Silicon Insider: Will Hulu Replace YouTube?
A joint Web venture betweeen two television companies looks promising.
March 14, 2008 — -- Hello Hulu.
Wednesday may be remembered as the day that the Big Media finally began to understand the Internet.
The occasion was the official launch of Hulu, the new broadband video site created by the partnership of NBC and News Corp. The site has been running in private beta since October (and in sorta semi-public mode for the last month) and has already gained 5 million users. That's a long ways from YouTube's 80 million, but having tried Hulu, I predict that it will catch up fast. (Hulu might even consider "graduating" the best new YouTube videos to its site and paying the honorees for the privilege.)
That's not to say that Hulu will ever supplant YouTube. On the contrary, I suspect that they will ultimately develop an interesting symbiotic relationship with each other, with YouTube being the home of the homemade, the obscure and the populist, with Hulu (or another site like it) aggregating the professional-grade productions from movie and television studios. That's not a bad combination for us consumers.
Needless to say, Hulu also has a very different business structure from YouTube. It is not a "free" site, like YouTube. Nor does it operate like iTunes in which you have to purchase content. No, Hulu is going the Third Way, the one the television world knows best: commercials.
That's sure to raise a groan out there among you readers. But the good news is that, from what I've seen, these commercials -- which run at the usual breaks in shows -- seem shorter (no local spots, like television) and of high quality. You don't like them, but you also don't insanely hate them, like we've come to do with broadcast TV commercial breaks.
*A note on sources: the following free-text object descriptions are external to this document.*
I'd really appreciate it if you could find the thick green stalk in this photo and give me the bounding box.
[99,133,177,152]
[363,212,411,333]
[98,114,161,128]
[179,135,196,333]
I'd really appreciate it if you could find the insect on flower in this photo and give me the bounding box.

What this means, in other words, is that Hulu is trying to find that sweet spot where it can compete with the online content providers, from Apple to the zillions of pirates out there, while still bringing to bear 60 years of market research and tools to maximize revenues. And this is hardly an idle exercise: with 18-25-year-olds turning away from TV toward MySpace and online gaming, the networks are looking at an aging audience -- the kind of folks who most advertisers shun.